Same FKBP-12, different target: Tacrolimus → calcineurin; Sirolimus → mTOR.

Antimetabolite selectivity: MMF (IMPDH, de novo purine pathway, lymphocyte-selective) vs azathioprine (general purine synthesis, xanthine-oxidase-dependent metabolism, allopurinol interaction, TPMT pharmacogenetics).

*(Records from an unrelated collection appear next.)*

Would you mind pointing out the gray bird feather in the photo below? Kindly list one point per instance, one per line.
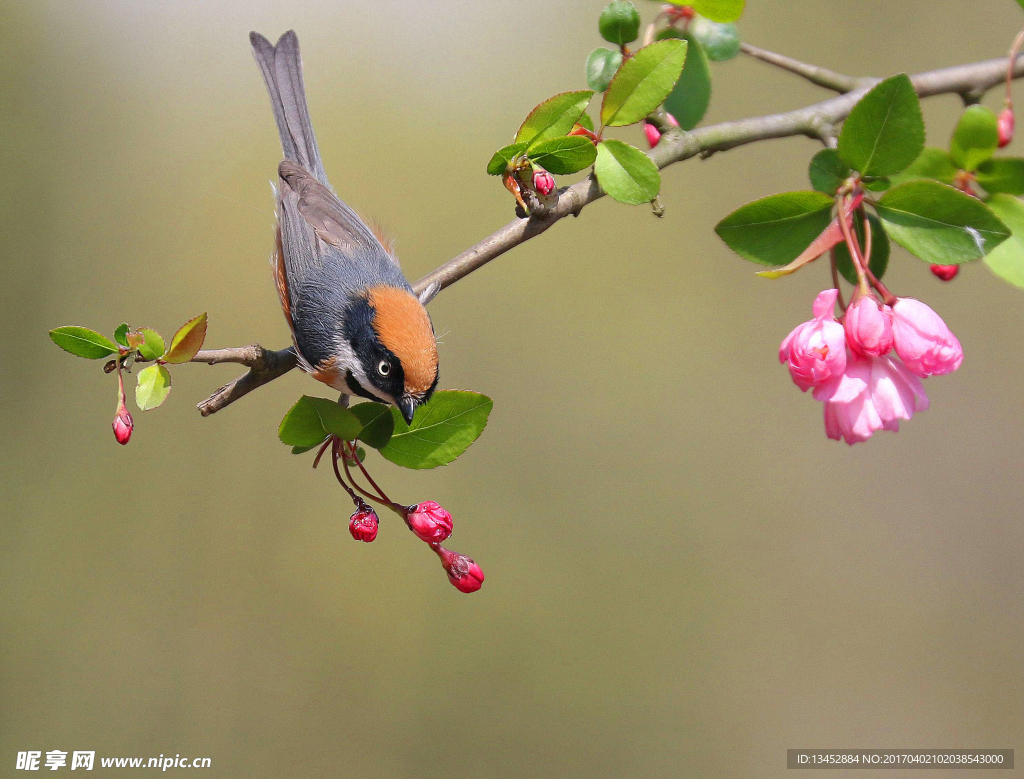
(329, 254)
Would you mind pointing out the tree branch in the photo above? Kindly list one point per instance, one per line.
(817, 121)
(820, 76)
(264, 365)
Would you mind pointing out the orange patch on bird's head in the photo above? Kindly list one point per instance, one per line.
(402, 326)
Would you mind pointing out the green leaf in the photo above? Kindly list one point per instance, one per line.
(153, 345)
(931, 163)
(1003, 174)
(690, 97)
(569, 154)
(378, 424)
(187, 341)
(313, 419)
(153, 388)
(716, 10)
(1007, 260)
(885, 132)
(620, 23)
(83, 342)
(880, 251)
(554, 117)
(504, 157)
(774, 230)
(720, 41)
(643, 82)
(626, 173)
(441, 429)
(975, 138)
(827, 171)
(939, 224)
(601, 68)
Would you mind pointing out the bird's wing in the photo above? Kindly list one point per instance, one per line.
(332, 220)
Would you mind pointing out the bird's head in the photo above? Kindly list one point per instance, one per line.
(393, 350)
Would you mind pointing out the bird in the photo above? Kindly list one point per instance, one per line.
(356, 323)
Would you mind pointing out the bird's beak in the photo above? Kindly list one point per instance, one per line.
(407, 404)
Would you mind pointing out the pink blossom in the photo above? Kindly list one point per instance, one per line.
(123, 425)
(364, 523)
(544, 182)
(653, 134)
(1006, 126)
(945, 272)
(873, 393)
(923, 341)
(868, 327)
(464, 574)
(815, 350)
(429, 521)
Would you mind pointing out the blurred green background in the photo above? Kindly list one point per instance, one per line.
(684, 576)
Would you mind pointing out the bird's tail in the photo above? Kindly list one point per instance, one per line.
(282, 70)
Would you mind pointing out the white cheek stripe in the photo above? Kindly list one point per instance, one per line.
(346, 360)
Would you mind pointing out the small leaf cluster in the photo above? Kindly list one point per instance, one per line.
(441, 430)
(971, 166)
(558, 136)
(881, 142)
(137, 346)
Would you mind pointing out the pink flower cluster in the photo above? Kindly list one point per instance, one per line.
(850, 368)
(432, 524)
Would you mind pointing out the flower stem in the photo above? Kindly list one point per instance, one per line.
(336, 451)
(1014, 50)
(845, 222)
(887, 297)
(842, 303)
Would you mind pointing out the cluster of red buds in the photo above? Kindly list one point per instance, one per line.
(428, 520)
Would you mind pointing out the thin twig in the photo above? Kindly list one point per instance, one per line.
(820, 76)
(817, 121)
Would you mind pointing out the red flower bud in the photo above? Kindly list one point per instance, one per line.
(1006, 126)
(544, 182)
(945, 272)
(652, 133)
(429, 521)
(364, 524)
(123, 425)
(464, 574)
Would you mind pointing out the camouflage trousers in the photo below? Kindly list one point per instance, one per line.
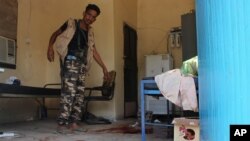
(73, 84)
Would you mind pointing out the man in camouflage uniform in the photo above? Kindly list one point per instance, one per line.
(74, 65)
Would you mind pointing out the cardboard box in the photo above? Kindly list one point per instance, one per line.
(186, 129)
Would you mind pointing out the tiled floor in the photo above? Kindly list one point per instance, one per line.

Recently asked / exam angle

  • Mechanism matching: "Drug that binds cyclophilin and inhibits calcineurin" → Ciclosporin; "binds FKBP-12 but inhibits mTOR" → Sirolimus.
  • "Immunosuppressant + allopurinol → dangerous myelosuppression, reduce dose" → Azathioprine (via xanthine oxidase / 6-MP).
  • "Enzyme inhibited by mycophenolate" → Inosine monophosphate dehydrogenase (IMPDH).
  • "Gingival hyperplasia in a renal transplant patient" → Ciclosporin.
  • "Drug coating drug-eluting stents" → Sirolimus / Everolimus.
  • "Anti-CD25 / IL-2 receptor monoclonal for induction" → Basiliximab.
  • "Most common opportunistic infection / prophylaxis with co-trimoxazole" → PCP / CMV considerations.
  • "Drug causing new-onset diabetes after transplant (NODAT)" → Tacrolimus.
  • "Co-stimulation (Signal 2) blocker / CTLA-4-Ig" → Belatacept.
  • Pharmacogenetic test before azathioprine → TPMT.

Rapid revision

  1. Ciclosporin binds cyclophilin; tacrolimus binds FKBP-12; both inhibit calcineurin → ↓ NFAT → ↓ IL-2 transcription.
  2. Ciclosporin signature: nephrotoxicity + gingival hyperplasia + hirsutism; no myelosuppression.
  3. Tacrolimus is 10–100× more potent, more diabetogenic & neurotoxic, causes alopecia, no gingival hyperplasia.
  4. Sirolimus binds FKBP-12 but inhibits mTOR (G1→S arrest); not nephrotoxic; causes hyperlipidaemia, myelosuppression, poor wound healing; coats drug-eluting stents.
  5. Azathioprine → 6-MP → inhibits purine synthesis; allopurinol (xanthine oxidase inhibitor) → toxic accumulation → cut dose to ~25%.
  6. Check TPMT before azathioprine to avoid fatal marrow suppression.
  7. MMF → mycophenolic acid → inhibits IMPDH (de novo purine pathway); lymphocyte-selective; main toxicity diarrhoea; teratogenic.
  8. Basiliximab = anti-CD25 (IL-2R); belatacept = CD80/86 (Signal 2) blocker; rituximab = anti-CD20.
  9. Standard maintenance triple therapy: tacrolimus + MMF + prednisolone.
  10. Acute cellular rejection → pulse methylprednisolone; steroid-resistant → ATG.
  11. CNIs & mTOR inhibitors are CYP3A4/P-gp substrates: azoles/macrolides ↑ levels (toxicity); rifampicin/phenytoin ↓ levels (rejection).
  12. Long-term risks: opportunistic infection (CMV, PCP, BK virus), PTLD (EBV), and skin cancers.